Vic, what a relief that you have come along with some solid data on the DC part of this question. I've been silently gnawing my tongue here after reading some of the earlier posts on DC in inductors.
I've always viewed an inductor as a series device that always works to keep the current constant--if at zero, then zero, if at some value, then that value. It does this by building and collapsing its internal magnetic field. If it has an iron core, its capacity to build magnetic field is greatly increased but any coil, even air cores, work this same way.
Your first scope trace shows this as a voltage is applied to a coil at zero amps. The coil holds back the full level of current for a time as it builds its field. Once the circuit resistance becomes the current limiting factor, the field holds steady at a high level and the current holds steady at a high level. Under these steady state conditions, the circuit doesn't "see" the inductive part of the coil.
Your second trace isn't really applicable here because the iron core was moving generating a new voltage but the third trace is to be compared with the first except that there is now an iron core instead of an air core. The currents are similar with the time it takes to build the much larger field being longer. But, as before, once the field is fully built and the circuit resistance limits the current, it is as if the coil wasn't there.
In fact, as demonstrated, coils are used to avoid inrush in DC circuits.

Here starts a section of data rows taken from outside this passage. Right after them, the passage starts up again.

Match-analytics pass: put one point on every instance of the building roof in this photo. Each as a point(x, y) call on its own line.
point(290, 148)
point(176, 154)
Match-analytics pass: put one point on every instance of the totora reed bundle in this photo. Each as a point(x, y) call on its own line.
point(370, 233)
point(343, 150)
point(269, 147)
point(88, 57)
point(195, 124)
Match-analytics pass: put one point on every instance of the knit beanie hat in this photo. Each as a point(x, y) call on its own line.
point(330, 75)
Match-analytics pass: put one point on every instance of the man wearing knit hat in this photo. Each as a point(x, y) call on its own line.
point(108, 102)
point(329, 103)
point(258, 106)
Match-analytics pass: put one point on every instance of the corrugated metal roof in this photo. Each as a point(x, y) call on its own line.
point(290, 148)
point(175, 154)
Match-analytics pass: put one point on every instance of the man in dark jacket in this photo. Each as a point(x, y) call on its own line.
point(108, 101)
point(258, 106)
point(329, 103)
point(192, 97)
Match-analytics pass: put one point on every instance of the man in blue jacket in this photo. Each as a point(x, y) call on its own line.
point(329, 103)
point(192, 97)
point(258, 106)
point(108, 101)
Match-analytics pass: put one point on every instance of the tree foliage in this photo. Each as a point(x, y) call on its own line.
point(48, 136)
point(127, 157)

The part that isn't shown by your traces, however, is what happens when the circuit opens and the current is supposed to fall immediately to zero. Remember that the nature of an inductor is to try to maintain the current the same, whatever it is. As soon as the circuit is opened, the coil uses the stored energy in its field to keep the current flowing at whatever steady state level it was at. The coil will exhaust all of its stored energy in this attempt.
Now, those of you with a calculator close by: if voltage = current times resistance and this coil is trying to push a finite amount of current across an open circuit (someone opened the switch, remember!), that would be a number times infinity which, in my world is very large! Since the inductor knows nothing but to keep the current flow constant and has no sense of voltage whatever, it will continue to increase the voltage across the gap until either it, or some insulation somewhere, or the switch contacts arc over. We've all been victimized by the stored energy in DC inductors this way, I would think. That is why, on DC coils, a flyback diode is normally installed so this current simply recirculates around the coil and no arc voltage surge occurs.
Vic, you might just want to reconnect your test rig and show us some traces of what happens when the circuit is opened. I would caution you to properly protect your test equipment from overvoltage.
Thanks again, Vic.